I've finally made a decision about where I'm going (the Northwest Institute of Literary Arts, near Seattle). I just spent a few hours this afternoon filling out the FAFSA.
Y'all, it's 2003 again, and I'm having a complete spazz about money. I'm poor. This time, my parents didn't fill out the FAFSA for me with their financial information, so maybe that means the government will give me more money? Granted, that's more money that I will have to be paying back later, but honestly, I'm already still in so much debt from my undergrad that it hardly seems to matter. That has been my big scare about grad school thus far: going into more debt. But, I can't even really wrap my mind around it anyway. I think if I had paid off all my debt from undergrad already, the idea of going into more debt again would carry more weight.
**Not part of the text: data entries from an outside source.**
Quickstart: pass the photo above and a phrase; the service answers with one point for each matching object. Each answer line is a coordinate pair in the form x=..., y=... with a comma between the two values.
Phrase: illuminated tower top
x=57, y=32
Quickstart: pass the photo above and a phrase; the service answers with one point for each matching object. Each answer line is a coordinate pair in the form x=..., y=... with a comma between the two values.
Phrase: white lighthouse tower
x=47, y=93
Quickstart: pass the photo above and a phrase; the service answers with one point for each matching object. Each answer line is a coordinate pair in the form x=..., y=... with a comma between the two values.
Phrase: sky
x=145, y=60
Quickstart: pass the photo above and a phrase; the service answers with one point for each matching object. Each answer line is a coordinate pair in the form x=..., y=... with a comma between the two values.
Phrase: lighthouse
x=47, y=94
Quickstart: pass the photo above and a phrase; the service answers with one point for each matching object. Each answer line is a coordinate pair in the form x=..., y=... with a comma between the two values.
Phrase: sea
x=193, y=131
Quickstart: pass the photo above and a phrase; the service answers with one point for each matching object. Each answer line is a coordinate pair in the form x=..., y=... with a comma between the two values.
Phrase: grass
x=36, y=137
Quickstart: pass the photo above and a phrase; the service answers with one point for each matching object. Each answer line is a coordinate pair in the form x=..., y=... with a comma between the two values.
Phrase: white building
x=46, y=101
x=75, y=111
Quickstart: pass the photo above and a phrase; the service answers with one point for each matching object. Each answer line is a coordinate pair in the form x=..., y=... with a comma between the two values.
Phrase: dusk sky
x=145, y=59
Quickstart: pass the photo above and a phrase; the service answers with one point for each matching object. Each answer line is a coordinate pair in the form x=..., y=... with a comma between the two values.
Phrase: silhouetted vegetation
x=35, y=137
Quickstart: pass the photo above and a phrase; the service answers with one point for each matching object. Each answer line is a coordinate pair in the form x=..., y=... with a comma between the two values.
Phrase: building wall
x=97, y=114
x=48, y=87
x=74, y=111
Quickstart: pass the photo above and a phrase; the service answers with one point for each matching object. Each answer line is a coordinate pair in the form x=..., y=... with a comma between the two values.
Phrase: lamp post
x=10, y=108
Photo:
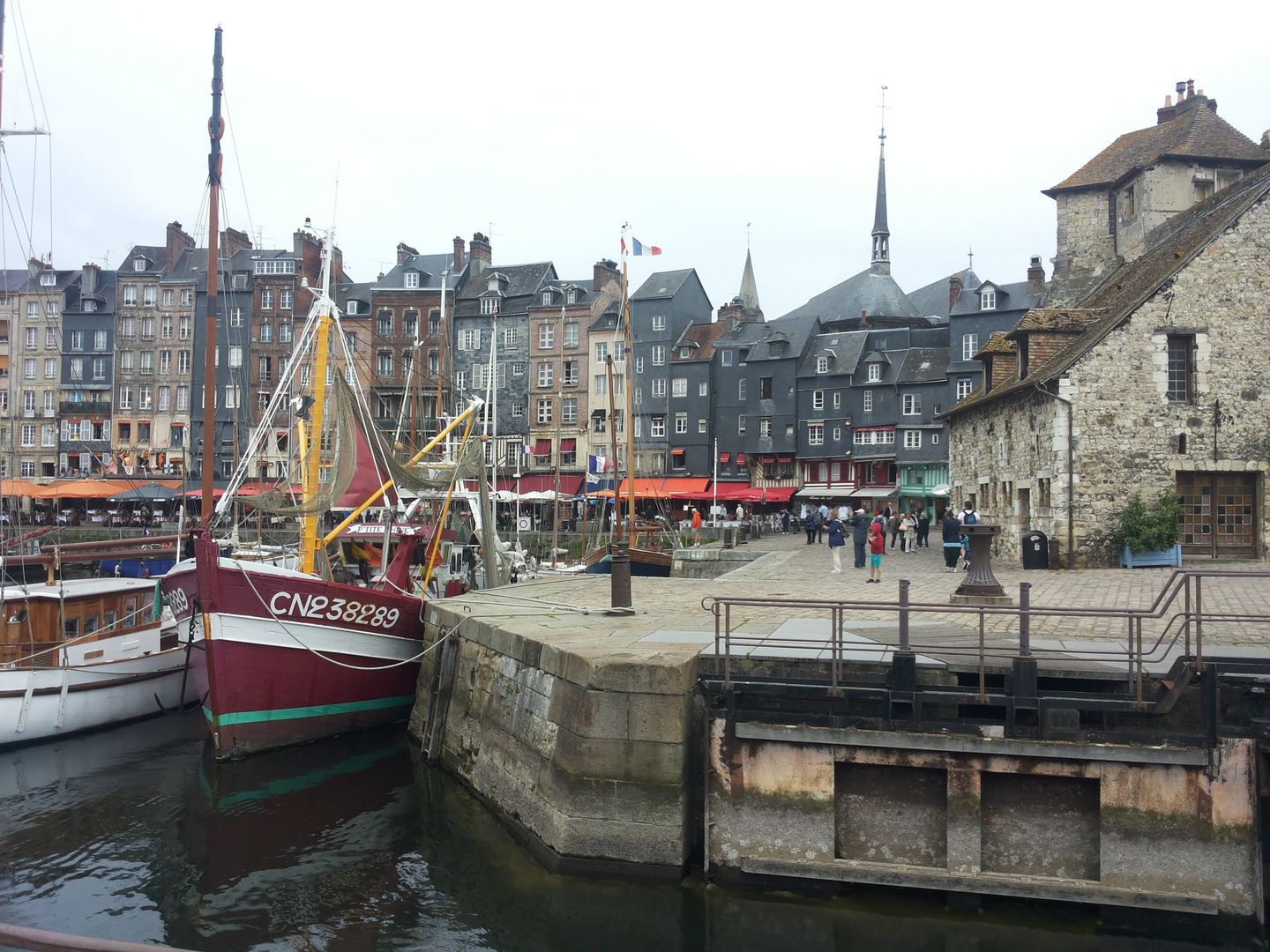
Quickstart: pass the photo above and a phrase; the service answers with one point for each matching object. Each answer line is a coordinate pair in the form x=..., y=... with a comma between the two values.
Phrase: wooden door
x=1218, y=514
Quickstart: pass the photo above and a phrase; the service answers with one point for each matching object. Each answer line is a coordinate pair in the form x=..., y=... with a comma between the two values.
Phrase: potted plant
x=1149, y=539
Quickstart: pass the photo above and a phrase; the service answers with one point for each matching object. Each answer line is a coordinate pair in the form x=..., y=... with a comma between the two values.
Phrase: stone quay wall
x=1085, y=822
x=589, y=750
x=1128, y=435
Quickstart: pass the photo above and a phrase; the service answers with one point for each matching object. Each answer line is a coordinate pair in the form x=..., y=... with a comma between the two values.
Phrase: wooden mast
x=215, y=129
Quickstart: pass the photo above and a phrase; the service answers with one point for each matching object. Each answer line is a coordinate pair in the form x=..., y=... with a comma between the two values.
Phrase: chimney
x=234, y=242
x=1035, y=277
x=954, y=291
x=176, y=242
x=482, y=254
x=605, y=271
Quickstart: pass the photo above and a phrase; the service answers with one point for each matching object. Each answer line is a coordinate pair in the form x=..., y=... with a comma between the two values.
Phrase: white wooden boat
x=88, y=652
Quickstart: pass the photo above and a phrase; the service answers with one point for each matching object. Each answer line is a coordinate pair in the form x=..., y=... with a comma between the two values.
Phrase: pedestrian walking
x=907, y=532
x=836, y=541
x=860, y=536
x=877, y=547
x=952, y=532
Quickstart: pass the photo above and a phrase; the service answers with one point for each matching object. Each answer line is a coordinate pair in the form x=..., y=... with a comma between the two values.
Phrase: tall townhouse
x=568, y=375
x=494, y=302
x=86, y=374
x=37, y=367
x=11, y=282
x=407, y=334
x=661, y=309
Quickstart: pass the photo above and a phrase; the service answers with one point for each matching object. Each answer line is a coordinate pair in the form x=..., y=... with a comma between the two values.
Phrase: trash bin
x=1035, y=550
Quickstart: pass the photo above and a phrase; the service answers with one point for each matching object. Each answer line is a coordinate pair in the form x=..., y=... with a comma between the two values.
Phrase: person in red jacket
x=877, y=548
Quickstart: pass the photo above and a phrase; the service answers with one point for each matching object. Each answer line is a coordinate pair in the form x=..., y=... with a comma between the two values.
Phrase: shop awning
x=669, y=487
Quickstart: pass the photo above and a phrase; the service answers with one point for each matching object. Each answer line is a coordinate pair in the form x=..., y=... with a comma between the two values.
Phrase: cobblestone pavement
x=669, y=611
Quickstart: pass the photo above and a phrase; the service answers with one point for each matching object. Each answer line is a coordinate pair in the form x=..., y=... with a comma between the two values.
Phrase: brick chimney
x=482, y=254
x=1035, y=277
x=176, y=242
x=90, y=280
x=234, y=242
x=605, y=271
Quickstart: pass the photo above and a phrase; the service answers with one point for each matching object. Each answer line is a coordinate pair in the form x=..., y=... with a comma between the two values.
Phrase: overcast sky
x=548, y=124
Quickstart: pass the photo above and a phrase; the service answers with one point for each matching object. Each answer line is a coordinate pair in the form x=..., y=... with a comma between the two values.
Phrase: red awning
x=669, y=487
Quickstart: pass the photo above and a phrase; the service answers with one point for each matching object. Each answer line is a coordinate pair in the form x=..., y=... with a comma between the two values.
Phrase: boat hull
x=54, y=703
x=283, y=666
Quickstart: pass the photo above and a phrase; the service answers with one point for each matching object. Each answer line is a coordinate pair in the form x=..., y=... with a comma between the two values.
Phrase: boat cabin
x=79, y=621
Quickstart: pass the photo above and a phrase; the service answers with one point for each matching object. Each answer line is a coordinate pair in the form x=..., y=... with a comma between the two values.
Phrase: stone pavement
x=565, y=609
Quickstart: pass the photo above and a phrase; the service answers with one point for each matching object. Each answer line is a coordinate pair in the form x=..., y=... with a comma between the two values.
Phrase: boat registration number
x=333, y=609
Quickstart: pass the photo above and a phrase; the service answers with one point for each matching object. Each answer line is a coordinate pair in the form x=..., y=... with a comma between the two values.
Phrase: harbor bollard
x=621, y=576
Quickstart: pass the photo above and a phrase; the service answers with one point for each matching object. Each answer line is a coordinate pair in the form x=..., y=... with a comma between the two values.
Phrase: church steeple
x=880, y=263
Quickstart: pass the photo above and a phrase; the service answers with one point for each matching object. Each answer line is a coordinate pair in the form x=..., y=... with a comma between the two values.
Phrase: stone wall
x=1081, y=822
x=1124, y=426
x=587, y=750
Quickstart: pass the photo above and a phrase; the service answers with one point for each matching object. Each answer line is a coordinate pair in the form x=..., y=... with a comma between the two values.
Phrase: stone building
x=1156, y=383
x=1110, y=210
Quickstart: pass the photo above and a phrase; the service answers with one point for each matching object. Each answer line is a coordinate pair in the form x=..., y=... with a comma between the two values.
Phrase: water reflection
x=355, y=844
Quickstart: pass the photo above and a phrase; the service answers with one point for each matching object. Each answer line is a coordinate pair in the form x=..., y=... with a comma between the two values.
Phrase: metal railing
x=1179, y=607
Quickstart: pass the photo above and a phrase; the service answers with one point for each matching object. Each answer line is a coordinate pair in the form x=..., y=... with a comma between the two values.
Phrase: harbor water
x=355, y=843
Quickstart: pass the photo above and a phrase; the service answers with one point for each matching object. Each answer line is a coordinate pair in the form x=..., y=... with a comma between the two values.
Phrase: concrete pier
x=611, y=744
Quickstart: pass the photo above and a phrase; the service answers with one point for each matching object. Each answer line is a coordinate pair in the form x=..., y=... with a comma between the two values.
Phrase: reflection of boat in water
x=83, y=654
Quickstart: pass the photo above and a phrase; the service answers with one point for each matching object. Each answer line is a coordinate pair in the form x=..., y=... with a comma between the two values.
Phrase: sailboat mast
x=215, y=129
x=310, y=539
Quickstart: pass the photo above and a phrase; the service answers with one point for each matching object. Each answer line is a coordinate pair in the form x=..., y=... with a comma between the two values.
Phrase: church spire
x=880, y=263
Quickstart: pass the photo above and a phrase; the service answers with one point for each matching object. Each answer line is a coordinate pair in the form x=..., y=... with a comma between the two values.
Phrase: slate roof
x=430, y=268
x=661, y=285
x=923, y=366
x=932, y=300
x=846, y=348
x=1198, y=133
x=1127, y=288
x=704, y=335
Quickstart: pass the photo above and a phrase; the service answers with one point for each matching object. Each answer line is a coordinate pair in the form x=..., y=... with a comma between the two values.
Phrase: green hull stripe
x=290, y=714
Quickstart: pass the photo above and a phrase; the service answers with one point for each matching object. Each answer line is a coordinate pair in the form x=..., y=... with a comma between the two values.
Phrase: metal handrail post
x=1024, y=619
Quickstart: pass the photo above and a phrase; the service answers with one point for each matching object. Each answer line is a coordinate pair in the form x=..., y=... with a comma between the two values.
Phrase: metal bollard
x=621, y=576
x=1024, y=619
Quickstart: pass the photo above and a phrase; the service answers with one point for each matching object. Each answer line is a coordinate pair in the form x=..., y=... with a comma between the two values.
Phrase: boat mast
x=215, y=129
x=310, y=539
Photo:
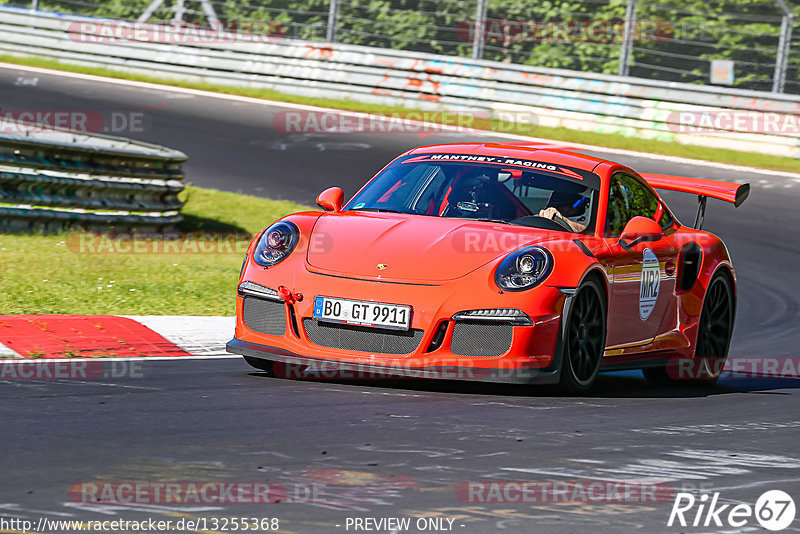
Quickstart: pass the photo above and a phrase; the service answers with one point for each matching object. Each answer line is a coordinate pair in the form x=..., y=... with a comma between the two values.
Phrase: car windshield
x=505, y=192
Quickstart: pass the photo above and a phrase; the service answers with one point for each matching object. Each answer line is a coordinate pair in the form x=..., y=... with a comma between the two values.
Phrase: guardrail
x=56, y=179
x=766, y=123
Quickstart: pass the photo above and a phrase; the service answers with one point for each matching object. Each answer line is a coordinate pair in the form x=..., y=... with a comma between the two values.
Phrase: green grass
x=51, y=273
x=559, y=134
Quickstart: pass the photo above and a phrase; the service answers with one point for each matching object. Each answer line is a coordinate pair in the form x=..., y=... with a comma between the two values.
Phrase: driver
x=561, y=205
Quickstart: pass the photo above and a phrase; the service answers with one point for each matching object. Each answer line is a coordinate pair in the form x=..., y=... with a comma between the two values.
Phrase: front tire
x=584, y=340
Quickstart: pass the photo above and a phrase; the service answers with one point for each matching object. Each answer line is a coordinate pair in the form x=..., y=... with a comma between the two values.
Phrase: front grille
x=481, y=339
x=265, y=316
x=362, y=338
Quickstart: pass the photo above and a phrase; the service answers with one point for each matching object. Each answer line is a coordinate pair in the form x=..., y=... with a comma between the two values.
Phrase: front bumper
x=297, y=366
x=292, y=335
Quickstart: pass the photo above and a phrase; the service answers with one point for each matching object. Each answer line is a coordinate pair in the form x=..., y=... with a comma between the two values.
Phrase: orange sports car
x=495, y=262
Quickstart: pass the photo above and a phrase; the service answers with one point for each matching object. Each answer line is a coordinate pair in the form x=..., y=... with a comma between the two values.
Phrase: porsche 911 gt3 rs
x=494, y=262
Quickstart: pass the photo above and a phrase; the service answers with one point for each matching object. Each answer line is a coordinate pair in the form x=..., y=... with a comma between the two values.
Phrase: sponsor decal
x=650, y=284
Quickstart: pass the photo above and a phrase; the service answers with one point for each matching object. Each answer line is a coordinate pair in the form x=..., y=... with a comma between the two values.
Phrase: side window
x=629, y=198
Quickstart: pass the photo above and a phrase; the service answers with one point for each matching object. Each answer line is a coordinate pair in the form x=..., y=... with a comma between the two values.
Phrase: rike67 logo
x=774, y=510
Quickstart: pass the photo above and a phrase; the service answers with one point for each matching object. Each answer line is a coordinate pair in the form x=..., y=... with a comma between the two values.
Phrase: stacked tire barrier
x=555, y=98
x=54, y=180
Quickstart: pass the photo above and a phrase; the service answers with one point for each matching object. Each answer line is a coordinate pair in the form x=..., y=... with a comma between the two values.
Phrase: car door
x=642, y=300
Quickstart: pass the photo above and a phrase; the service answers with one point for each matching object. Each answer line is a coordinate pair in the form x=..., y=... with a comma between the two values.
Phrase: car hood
x=411, y=247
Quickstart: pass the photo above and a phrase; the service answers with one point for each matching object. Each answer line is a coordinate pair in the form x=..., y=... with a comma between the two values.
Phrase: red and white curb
x=115, y=336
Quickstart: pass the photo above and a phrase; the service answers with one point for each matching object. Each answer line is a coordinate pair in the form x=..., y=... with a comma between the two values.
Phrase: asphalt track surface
x=393, y=449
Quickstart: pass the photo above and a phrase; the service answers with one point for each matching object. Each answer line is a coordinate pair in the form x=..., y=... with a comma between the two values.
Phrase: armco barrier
x=55, y=179
x=575, y=100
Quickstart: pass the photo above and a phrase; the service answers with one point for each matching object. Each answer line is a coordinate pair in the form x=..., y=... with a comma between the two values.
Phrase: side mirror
x=331, y=199
x=640, y=229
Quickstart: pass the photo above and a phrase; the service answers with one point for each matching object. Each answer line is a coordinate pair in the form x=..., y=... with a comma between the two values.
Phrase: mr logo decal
x=650, y=285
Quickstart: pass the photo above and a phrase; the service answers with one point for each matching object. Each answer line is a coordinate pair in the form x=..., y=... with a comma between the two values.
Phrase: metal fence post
x=479, y=29
x=332, y=15
x=627, y=41
x=784, y=43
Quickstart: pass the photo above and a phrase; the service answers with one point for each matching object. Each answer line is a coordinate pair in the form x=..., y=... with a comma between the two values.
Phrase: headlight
x=276, y=243
x=524, y=269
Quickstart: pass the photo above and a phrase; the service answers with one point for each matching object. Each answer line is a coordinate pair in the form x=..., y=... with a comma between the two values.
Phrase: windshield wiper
x=382, y=210
x=500, y=221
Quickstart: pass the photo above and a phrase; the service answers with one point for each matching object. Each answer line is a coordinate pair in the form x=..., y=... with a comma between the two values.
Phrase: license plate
x=362, y=313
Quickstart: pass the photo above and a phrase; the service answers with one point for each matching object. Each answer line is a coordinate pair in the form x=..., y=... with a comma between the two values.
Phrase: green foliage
x=546, y=33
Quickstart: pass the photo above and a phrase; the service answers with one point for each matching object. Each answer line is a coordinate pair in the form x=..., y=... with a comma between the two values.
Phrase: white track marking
x=6, y=352
x=486, y=133
x=197, y=335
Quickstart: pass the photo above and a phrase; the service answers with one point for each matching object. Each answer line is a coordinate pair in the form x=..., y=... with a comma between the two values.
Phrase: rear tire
x=585, y=339
x=262, y=365
x=713, y=340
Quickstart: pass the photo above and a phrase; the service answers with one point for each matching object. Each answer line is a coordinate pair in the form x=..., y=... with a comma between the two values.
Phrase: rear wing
x=703, y=188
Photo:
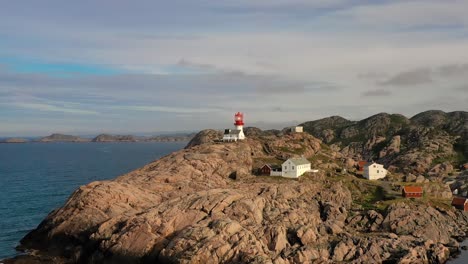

As it is, my ed awards from AmeriCorps, such as they are, barely paid off interest from forbearance whilst in said AmeriCorps, so my debt hasn't really decreased at all. So adding to it seems less awful as it perhaps should.
Sure, I wish I had a benefactor, or someone who would pay for school in exchange for vegetarian meals and foot rubs, but what can you do? I want to write. I like NILA's emphasis on career writers and I am hopeful that emphasis may prove lucrative.
About the FAFSA: apparently, the government still only recognizes two genders. They still don't list AmeriCorps or VISTA as an option for earned income from the past year. They still ask you several times if you're married or have children, despite saying "no" every time beforehand. They still don't provide any support for people with disabilities who want to go to school, despite how statistically under employed they are, even after furthering their education.
I'm not exactly sure what I thought would be different about that...
I also just registered for my classes: one on the profession of writing: how to navigate publishing, rules for submission, deadlines, et; a craft course in nonfiction; and a workshop in nonfiction. I'm so excited to learn sub-genre writing, and to write something with an actual format instead of my usual ramblings.
Much more to do, but I'm feeling better now that I've started.